Naturally, this has caused quite the uproar over not so much the intent of Section 702, but rather how this law could (or will) be interpreted. The act allows the NSA to monitor the communications of foreigners located outside of the U.S. to gather foreign intelligence — which is the law’s intended purpose.
These practices have already hurt our image abroad when it was discovered that the NSA spied on Angela Merkel and the former president of Brazil. However, the domestic use of the law rightfully has caused many to fear further overreaching of the NSA into the lives of American citizens.
And much of said data has reportedly been made available to different U.S. intelligence services.
“Because of these votes, broad NSA surveillance of the Internet will likely continue, and the government will still have access to Americans’ emails, chat logs, and browsing history without a warrant,” said David Ruiz, a staff attorney at the Electronic Frontier Foundation. “Because of these votes, this surveillance will continue to operate in a dark corner, routinely violating the Fourth Amendment and other core constitutional protections.”
Senators Rand Paul (R-KY), Michael Lee (R-UT), Patrick Leahy (D-VT) and Ron Wyden (D-OR) agree, presenting a bipartisan letter to colleagues stating that “this bill allows an end-run on the Constitution by permitting information collected without a warrant to be used against Americans in domestic criminal investigations.”

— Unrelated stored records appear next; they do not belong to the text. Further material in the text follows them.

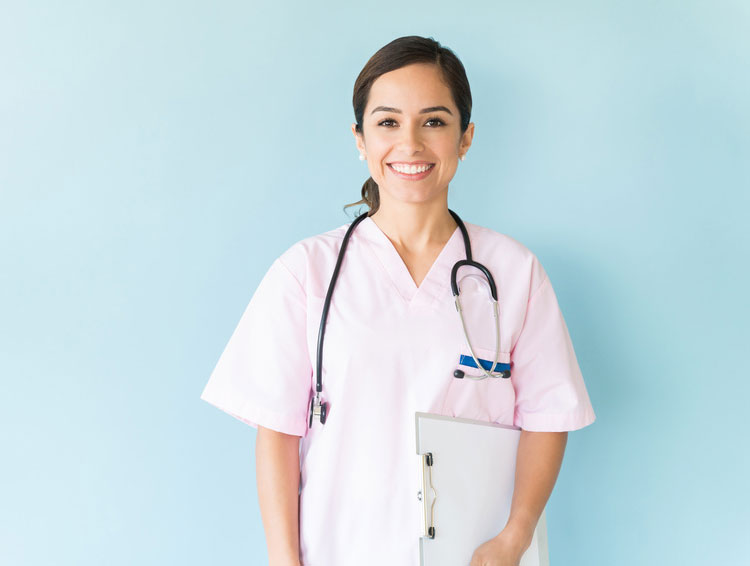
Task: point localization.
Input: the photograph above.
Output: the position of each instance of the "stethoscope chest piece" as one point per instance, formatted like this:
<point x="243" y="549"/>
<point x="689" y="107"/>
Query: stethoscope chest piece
<point x="318" y="410"/>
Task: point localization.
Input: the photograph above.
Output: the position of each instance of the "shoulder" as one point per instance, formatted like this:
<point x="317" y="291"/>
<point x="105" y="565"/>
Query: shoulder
<point x="506" y="255"/>
<point x="313" y="253"/>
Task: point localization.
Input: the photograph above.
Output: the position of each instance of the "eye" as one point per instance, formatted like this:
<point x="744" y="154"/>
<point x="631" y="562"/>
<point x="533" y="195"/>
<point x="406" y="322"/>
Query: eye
<point x="438" y="121"/>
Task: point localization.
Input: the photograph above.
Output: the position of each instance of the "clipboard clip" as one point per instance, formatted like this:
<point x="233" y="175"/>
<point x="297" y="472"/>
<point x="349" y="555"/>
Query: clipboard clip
<point x="428" y="527"/>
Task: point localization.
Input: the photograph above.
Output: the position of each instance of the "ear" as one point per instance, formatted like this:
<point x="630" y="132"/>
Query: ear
<point x="358" y="140"/>
<point x="466" y="138"/>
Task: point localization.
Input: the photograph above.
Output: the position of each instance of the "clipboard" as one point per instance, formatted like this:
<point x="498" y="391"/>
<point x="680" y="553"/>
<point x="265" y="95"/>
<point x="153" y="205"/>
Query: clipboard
<point x="466" y="471"/>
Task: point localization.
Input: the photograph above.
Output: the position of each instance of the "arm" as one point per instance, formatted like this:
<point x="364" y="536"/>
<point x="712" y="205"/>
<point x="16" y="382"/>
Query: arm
<point x="538" y="462"/>
<point x="278" y="474"/>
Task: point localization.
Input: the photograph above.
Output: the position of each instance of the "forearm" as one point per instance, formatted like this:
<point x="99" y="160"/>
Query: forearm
<point x="538" y="463"/>
<point x="278" y="473"/>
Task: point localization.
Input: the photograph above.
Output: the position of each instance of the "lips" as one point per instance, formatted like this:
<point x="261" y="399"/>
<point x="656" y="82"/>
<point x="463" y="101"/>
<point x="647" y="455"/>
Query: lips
<point x="412" y="176"/>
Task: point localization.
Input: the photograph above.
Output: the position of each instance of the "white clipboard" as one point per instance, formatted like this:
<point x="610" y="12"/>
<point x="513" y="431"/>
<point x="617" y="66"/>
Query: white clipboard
<point x="466" y="472"/>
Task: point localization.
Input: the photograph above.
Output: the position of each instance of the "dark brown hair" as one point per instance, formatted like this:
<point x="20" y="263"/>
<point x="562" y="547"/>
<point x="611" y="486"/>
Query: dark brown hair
<point x="399" y="53"/>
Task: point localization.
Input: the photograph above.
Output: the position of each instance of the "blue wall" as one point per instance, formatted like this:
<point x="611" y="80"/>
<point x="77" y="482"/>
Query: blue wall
<point x="156" y="157"/>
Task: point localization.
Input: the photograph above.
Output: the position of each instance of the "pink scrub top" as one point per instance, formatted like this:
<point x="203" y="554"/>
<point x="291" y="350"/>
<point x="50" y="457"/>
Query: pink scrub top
<point x="390" y="349"/>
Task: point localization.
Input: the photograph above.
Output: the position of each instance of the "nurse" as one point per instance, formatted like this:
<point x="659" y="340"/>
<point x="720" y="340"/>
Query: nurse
<point x="343" y="492"/>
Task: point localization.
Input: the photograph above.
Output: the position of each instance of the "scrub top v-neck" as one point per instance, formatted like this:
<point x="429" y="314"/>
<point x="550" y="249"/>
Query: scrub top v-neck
<point x="390" y="350"/>
<point x="434" y="281"/>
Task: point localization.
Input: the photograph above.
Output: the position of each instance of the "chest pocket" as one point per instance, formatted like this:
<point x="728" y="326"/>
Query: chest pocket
<point x="491" y="399"/>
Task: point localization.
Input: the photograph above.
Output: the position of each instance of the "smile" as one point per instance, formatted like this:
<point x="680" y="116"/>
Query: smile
<point x="411" y="172"/>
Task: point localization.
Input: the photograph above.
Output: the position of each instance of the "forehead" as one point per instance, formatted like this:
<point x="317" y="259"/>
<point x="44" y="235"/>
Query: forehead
<point x="410" y="88"/>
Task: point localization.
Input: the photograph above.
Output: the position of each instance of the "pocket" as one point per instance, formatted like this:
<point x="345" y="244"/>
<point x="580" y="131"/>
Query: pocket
<point x="491" y="399"/>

This insidious law that allows such an overarching, predatory invasion of our personal lives has been given new life as quickly and quietly as possible. Privacy advocates are loudly publicizing their disgust — but the media has little time to discuss what amounts to a borderline limitless invasion of our privacy.
“Lawmakers have a responsibility to make sure Americans understand what the impact will be of the laws they pass,” Wyden wrote in The Cipher Brief. “Having support for the laws you pass is what makes a government legitimate.”
Section 702’s intended purpose is to protect American soldiers, keep U.S. decision-makers informed about the intentions of adversary nations and help federal agents detect and prevent terrorist attacks on U.S. soil. However, the evaluation of 160,000 emails and instant messenger conversations collected under Section 702 between 2009 and 2012 (leaked by Snowden in 2013) showed that 90 percent of them were from online accounts that were not foreign surveillance targets, according to The Washington Post.
And nearly half of those belonged to U.S. citizens or residents. That’s tens of thousands of emails from regular people, collected without our approval, say-so or, indeed, knowledge.
This alone indicates that this law is in need of serious reform to protect the privacy of American citizens; those citizens deserve to understand what information the NSA is collecting from them.
It’s time to take this into our own hands. Privacy solutions and applications have been skyrocketing in demand, and with news that this law will likely prevail for another six years — as well as the recent scrapping of net neutrality — that demand is only going to increase as people seek to take their online security and privacy into their own hands.
You also may say that this simply can’t happen to you — that such a world doesn’t exist in America, that your door is open and you have nothing to hide. I like to say that we have nothing to hide, but a lot to protect. Think about your health, wealth and communications with family; you probably don’t want a bunch of guys in a room reviewing everything you write to your doctor or your loved ones.
Modern society may seem impenetrable to such terrifying futures until you look at China’s social “proof” system. The social credit system, as the government calls it, refers to “raising the awareness for integrity and the level of credibility within society,” which is entirely based on big data from both private and public sources. By 2020, they hope to have an entire credit system based on the whims of private companies and how “self-restrained” citizens are online. This is to say nothing of the Identity Brokers that for a small fee likely have your name, date of birth, address and every crime you’ve committed.
Civilized society generally operates on not having the government censor their populace as has recently happened in Iran. But the most powerful censorship is that which is caused by the cages we build around us. As we watch ads track us around the internet, click to “like” something on Facebook and retweet content, someone, somewhere is watching. And with enough data, that can be used to cause us to act in a particular way. It can be used to subtly nudge us or brutally shove us.
We cannot have freedom without the right to privacy. That’s why the United Nations lists both Internet Freedom and Online Privacy as basic human rights. As we reflect on the future we want to build for ourselves and future generations, let’s work on a future of freedom and the right to privacy versus one of censorship and big brother looking over our shoulder.